C’était un rude lapin, mais un bon bougre. Fils d’un marchand de bois, il s’était fait constructeur de bateaux et tous les mariniers du pays achalandaient sa maison. Il avait, il est vrai, épousé la fille d’un pénichien, et ma brave femme de mère pouvait se flatter de lui avoir apporté, avec quatre mille francs d’argent, le plus joli minois de blonde qui fût en Bourgogne. Vais-je répéter que j’avais de qui tenir ? Ah ! ma pauvre maman, si aimante et douce ! Je la revois alors qu’elle approchait de la quarantaine. Dans mon souvenir s’estompent les traits d’une petite femme accorte et vive, en sabots qui tapageaient comme des castagnettes. Des yeux bleus, qui restèrent bleus.
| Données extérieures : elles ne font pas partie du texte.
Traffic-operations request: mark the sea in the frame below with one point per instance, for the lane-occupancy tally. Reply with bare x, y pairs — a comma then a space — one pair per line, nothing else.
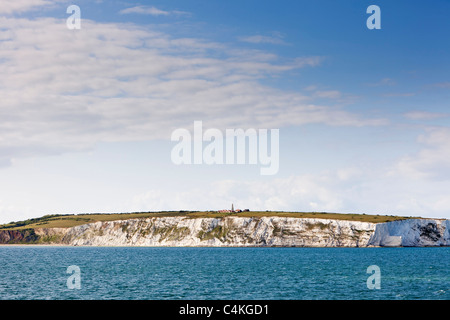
155, 273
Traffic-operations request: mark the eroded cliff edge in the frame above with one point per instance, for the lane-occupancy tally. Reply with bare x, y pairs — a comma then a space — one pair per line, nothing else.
240, 232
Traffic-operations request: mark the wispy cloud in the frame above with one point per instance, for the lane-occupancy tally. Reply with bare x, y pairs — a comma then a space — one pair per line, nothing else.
260, 39
425, 115
63, 91
152, 11
399, 94
445, 85
383, 82
20, 6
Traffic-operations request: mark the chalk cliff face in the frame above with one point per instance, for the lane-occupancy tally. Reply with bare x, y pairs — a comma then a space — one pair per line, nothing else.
412, 233
229, 231
241, 232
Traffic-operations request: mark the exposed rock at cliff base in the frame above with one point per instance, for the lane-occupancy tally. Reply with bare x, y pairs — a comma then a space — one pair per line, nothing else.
240, 232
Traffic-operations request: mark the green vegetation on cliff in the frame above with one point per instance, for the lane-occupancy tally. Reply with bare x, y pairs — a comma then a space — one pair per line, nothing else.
71, 220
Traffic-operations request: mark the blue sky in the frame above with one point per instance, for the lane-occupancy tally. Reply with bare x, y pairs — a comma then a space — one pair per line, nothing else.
86, 115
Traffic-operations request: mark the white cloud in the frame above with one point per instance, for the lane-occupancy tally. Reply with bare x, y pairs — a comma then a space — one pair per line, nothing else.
383, 82
65, 90
431, 162
348, 190
260, 39
20, 6
151, 11
425, 115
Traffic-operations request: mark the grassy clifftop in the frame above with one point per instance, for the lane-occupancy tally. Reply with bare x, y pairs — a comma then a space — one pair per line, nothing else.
71, 220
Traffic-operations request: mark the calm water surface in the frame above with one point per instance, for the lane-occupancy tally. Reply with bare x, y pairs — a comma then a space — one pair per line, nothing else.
32, 272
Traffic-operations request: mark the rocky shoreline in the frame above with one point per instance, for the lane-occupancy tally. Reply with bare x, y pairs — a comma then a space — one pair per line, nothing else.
239, 232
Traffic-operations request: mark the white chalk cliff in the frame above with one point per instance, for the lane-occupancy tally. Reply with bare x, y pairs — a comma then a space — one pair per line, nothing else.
250, 232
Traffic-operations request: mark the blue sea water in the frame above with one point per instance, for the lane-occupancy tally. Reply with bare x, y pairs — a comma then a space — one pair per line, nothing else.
144, 273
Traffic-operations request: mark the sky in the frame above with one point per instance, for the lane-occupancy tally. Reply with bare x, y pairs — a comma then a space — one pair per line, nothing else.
87, 114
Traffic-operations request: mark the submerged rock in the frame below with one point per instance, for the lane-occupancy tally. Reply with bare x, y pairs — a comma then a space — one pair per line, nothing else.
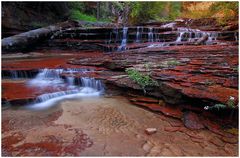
150, 131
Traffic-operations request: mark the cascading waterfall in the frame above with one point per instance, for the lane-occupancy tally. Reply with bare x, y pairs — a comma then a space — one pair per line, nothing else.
124, 40
150, 34
139, 34
192, 35
17, 74
87, 87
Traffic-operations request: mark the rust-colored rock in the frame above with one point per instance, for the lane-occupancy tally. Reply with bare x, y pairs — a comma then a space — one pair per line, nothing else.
192, 121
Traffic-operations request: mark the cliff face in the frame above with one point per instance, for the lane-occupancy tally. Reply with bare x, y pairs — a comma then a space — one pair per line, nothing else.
23, 16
Un menton gras. Un air étonné, puéril et rieur. Elle était bien née pour la quiétude du pays bourguignon, et je crois pouvoir dire qu’entre elle et mon père il n’y eut jamais que témoignages de tendresse et façons de galant. Lui, travaillant à ses bateaux, elle, bichonnant son ménage, de tout temps ils acceptèrent avec bonne humeur les à-coups du sort, qui d’ailleurs leur furent peu cruels, jusqu’au seuil de leur vieillesse où mes continuelles folies vinrent trop souvent les attrister.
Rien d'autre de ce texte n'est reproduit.